何者かによって捕獲され、湖の外に引きずりだされ、息の根を止められたその未確認生物は、今度こそ本当に世界中の人間の度肝を抜き、この惑星の地表全体を震わせたのだった。
これがロッホ・ネス・ショックと呼ばれる事件である。
「あの日以来、すべてが裏返ったんだ」
「裏返った?」
「ああ、俺はそう思ってる。未確認生物……UMAがいない世界が、UMAがいる世界に全部ひっくり返ったんだってね」
ナオキの言わんとしていることはこうだ。
あのロッホ・ネス・ショックの日まで、すべてのUMAはこの地球上にいなかった。
だが、あの日から、すべてのUMAがこの地球上に存在することになってしまった。
実際に1993年以降、数年毎に新しいUMAが捕獲されている。公表されていないものを合わせれば、毎年のように捕獲されていると言ってもいい。

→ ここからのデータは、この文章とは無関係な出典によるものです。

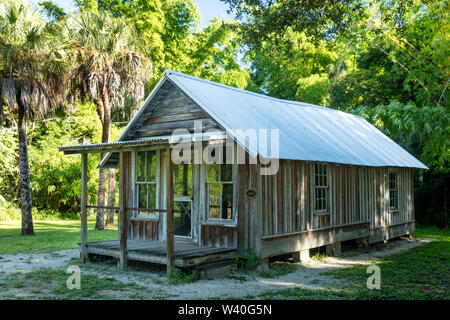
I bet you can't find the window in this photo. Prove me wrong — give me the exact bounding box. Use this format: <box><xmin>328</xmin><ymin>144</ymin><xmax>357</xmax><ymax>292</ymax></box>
<box><xmin>136</xmin><ymin>150</ymin><xmax>158</xmax><ymax>215</ymax></box>
<box><xmin>314</xmin><ymin>163</ymin><xmax>329</xmax><ymax>213</ymax></box>
<box><xmin>206</xmin><ymin>148</ymin><xmax>233</xmax><ymax>220</ymax></box>
<box><xmin>389</xmin><ymin>171</ymin><xmax>398</xmax><ymax>211</ymax></box>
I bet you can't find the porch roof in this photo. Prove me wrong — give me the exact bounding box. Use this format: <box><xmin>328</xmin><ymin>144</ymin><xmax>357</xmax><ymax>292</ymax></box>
<box><xmin>58</xmin><ymin>137</ymin><xmax>169</xmax><ymax>154</ymax></box>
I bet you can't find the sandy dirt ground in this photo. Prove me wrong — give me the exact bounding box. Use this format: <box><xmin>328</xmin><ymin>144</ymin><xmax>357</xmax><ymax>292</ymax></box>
<box><xmin>0</xmin><ymin>239</ymin><xmax>434</xmax><ymax>299</ymax></box>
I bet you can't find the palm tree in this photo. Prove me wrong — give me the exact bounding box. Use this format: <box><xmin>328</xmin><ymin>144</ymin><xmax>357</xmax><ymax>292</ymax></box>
<box><xmin>67</xmin><ymin>8</ymin><xmax>151</xmax><ymax>230</ymax></box>
<box><xmin>0</xmin><ymin>0</ymin><xmax>66</xmax><ymax>235</ymax></box>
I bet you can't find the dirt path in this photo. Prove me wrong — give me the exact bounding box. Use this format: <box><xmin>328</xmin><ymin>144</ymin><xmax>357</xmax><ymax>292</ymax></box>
<box><xmin>0</xmin><ymin>239</ymin><xmax>434</xmax><ymax>299</ymax></box>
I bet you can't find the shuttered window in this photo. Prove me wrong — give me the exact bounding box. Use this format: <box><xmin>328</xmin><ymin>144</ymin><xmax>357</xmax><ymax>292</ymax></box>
<box><xmin>206</xmin><ymin>148</ymin><xmax>233</xmax><ymax>220</ymax></box>
<box><xmin>313</xmin><ymin>163</ymin><xmax>329</xmax><ymax>213</ymax></box>
<box><xmin>136</xmin><ymin>150</ymin><xmax>158</xmax><ymax>215</ymax></box>
<box><xmin>389</xmin><ymin>171</ymin><xmax>398</xmax><ymax>211</ymax></box>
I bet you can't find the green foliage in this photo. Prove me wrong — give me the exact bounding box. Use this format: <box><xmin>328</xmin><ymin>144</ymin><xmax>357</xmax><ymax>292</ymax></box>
<box><xmin>347</xmin><ymin>102</ymin><xmax>450</xmax><ymax>173</ymax></box>
<box><xmin>0</xmin><ymin>195</ymin><xmax>21</xmax><ymax>222</ymax></box>
<box><xmin>0</xmin><ymin>218</ymin><xmax>117</xmax><ymax>254</ymax></box>
<box><xmin>329</xmin><ymin>226</ymin><xmax>450</xmax><ymax>300</ymax></box>
<box><xmin>233</xmin><ymin>248</ymin><xmax>260</xmax><ymax>273</ymax></box>
<box><xmin>29</xmin><ymin>103</ymin><xmax>101</xmax><ymax>215</ymax></box>
<box><xmin>259</xmin><ymin>263</ymin><xmax>298</xmax><ymax>278</ymax></box>
<box><xmin>167</xmin><ymin>267</ymin><xmax>200</xmax><ymax>284</ymax></box>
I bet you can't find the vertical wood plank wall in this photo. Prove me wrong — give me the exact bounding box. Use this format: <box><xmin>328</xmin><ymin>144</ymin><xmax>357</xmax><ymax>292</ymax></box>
<box><xmin>261</xmin><ymin>160</ymin><xmax>414</xmax><ymax>236</ymax></box>
<box><xmin>124</xmin><ymin>153</ymin><xmax>414</xmax><ymax>252</ymax></box>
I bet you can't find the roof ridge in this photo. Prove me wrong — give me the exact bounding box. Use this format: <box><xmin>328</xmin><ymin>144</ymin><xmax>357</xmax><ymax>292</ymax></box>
<box><xmin>164</xmin><ymin>69</ymin><xmax>346</xmax><ymax>116</ymax></box>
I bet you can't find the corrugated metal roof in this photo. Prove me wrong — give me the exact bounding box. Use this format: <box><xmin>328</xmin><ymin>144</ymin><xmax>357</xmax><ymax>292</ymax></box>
<box><xmin>58</xmin><ymin>137</ymin><xmax>169</xmax><ymax>153</ymax></box>
<box><xmin>96</xmin><ymin>70</ymin><xmax>428</xmax><ymax>169</ymax></box>
<box><xmin>166</xmin><ymin>71</ymin><xmax>427</xmax><ymax>169</ymax></box>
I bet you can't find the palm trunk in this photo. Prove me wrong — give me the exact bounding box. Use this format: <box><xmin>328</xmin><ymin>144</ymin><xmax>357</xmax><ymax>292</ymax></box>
<box><xmin>95</xmin><ymin>79</ymin><xmax>111</xmax><ymax>230</ymax></box>
<box><xmin>17</xmin><ymin>99</ymin><xmax>34</xmax><ymax>235</ymax></box>
<box><xmin>106</xmin><ymin>169</ymin><xmax>116</xmax><ymax>228</ymax></box>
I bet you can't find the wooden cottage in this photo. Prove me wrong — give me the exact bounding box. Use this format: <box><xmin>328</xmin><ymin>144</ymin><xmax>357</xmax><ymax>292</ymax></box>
<box><xmin>60</xmin><ymin>70</ymin><xmax>426</xmax><ymax>269</ymax></box>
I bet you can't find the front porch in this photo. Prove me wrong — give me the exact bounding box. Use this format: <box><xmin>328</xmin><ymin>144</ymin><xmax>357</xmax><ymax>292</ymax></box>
<box><xmin>86</xmin><ymin>238</ymin><xmax>236</xmax><ymax>268</ymax></box>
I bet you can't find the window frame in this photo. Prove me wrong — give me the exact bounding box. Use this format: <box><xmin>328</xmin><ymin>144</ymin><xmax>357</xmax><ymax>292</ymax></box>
<box><xmin>202</xmin><ymin>143</ymin><xmax>238</xmax><ymax>227</ymax></box>
<box><xmin>387</xmin><ymin>169</ymin><xmax>399</xmax><ymax>212</ymax></box>
<box><xmin>311</xmin><ymin>162</ymin><xmax>331</xmax><ymax>215</ymax></box>
<box><xmin>132</xmin><ymin>149</ymin><xmax>161</xmax><ymax>220</ymax></box>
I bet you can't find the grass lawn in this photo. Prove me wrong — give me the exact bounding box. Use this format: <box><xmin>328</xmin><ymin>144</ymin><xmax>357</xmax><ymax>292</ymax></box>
<box><xmin>0</xmin><ymin>217</ymin><xmax>117</xmax><ymax>254</ymax></box>
<box><xmin>0</xmin><ymin>218</ymin><xmax>450</xmax><ymax>300</ymax></box>
<box><xmin>259</xmin><ymin>225</ymin><xmax>450</xmax><ymax>300</ymax></box>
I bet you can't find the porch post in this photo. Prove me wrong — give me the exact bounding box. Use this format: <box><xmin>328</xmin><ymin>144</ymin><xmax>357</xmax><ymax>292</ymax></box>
<box><xmin>164</xmin><ymin>147</ymin><xmax>174</xmax><ymax>275</ymax></box>
<box><xmin>80</xmin><ymin>153</ymin><xmax>88</xmax><ymax>263</ymax></box>
<box><xmin>119</xmin><ymin>152</ymin><xmax>130</xmax><ymax>270</ymax></box>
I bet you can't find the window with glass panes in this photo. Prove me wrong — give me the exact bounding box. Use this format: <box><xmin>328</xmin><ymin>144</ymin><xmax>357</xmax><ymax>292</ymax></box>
<box><xmin>206</xmin><ymin>148</ymin><xmax>233</xmax><ymax>220</ymax></box>
<box><xmin>136</xmin><ymin>150</ymin><xmax>157</xmax><ymax>215</ymax></box>
<box><xmin>389</xmin><ymin>171</ymin><xmax>398</xmax><ymax>211</ymax></box>
<box><xmin>314</xmin><ymin>163</ymin><xmax>329</xmax><ymax>213</ymax></box>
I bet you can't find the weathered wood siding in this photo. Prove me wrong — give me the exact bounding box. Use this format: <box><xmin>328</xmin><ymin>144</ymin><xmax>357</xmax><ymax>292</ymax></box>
<box><xmin>133</xmin><ymin>80</ymin><xmax>219</xmax><ymax>139</ymax></box>
<box><xmin>371</xmin><ymin>168</ymin><xmax>414</xmax><ymax>228</ymax></box>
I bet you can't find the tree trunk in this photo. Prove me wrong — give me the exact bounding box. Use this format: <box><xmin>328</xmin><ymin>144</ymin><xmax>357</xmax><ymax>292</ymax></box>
<box><xmin>106</xmin><ymin>169</ymin><xmax>116</xmax><ymax>228</ymax></box>
<box><xmin>95</xmin><ymin>76</ymin><xmax>111</xmax><ymax>230</ymax></box>
<box><xmin>17</xmin><ymin>98</ymin><xmax>34</xmax><ymax>235</ymax></box>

「マルチバース……多元宇宙論的に言うならば、そこで世界線が分岐したってことですかね」
「あの日、あの瞬間がそうだったとは言い切れないけどな。ただ、どこかで世界のタガが外れて、俺たちはそれを直せないままでいるんだ」
ナオキは別に、パラレルワールドについて考察したい訳ではなかった。この宇宙には様々な可能性が存在し、人間はそこから引き出される世界の姿の一端を見ているだけに過ぎないのだとナオキは思っていた。
UMAが存在する世界があるなら、きっと地球外生命体が存在する世界もあるし、魔術や魔法が支配する世界もあるだろう。それは別個に世界がいくつも存在するというよりは、それぞれの宇宙が重なり合いながら存在しているようなものだ。宇宙を観測する人間が変われば、世界の在り方はまったく変わっていく。
宇宙だ世界だと言ったところで、それは人間の感覚器官が観測した情報から、脳内に作り上げたものにすぎない。
「私たちはUMAの実在を信じた誰かの夢の中にいる。世界のタガを締めなおすなら、その誰かを叩き起こさないといけない」
清水の黒い瞳が、ナオキの目を捉えている。
「別に俺はそんなことをしたい訳じゃないけどな。きっかけが誰かの夢だったにせよ、もはやUMAの実在は全人類にとっての共通の了解事項になっちまった。こうなったらもう、何もかもなかったってことにはできないだろうぜ」
そう、もはや存在しているのだ。
未確認生物と呼ばれた生き物たちは。
この研究施設もそのために作られたものだった。
「俺はただ、UMAの、世界の秘密について知りたいだけだ」
「だからここに来たんですね」
私に会いたいからではなく、と清水の目が語っている。その目がうるんでいるように見えるのは錯覚にすぎないとナオキは断じた。苦いものが、喉の奥から這い上がってくるような気がした。それはかつて二人が共有した時間が変質してできたものであることは間違いなかった。
「そうだ」
ナオキは今はただ、世界の秘密を知りたいだけの男になりたかった。そのためになら、かつての恋人も利用するような。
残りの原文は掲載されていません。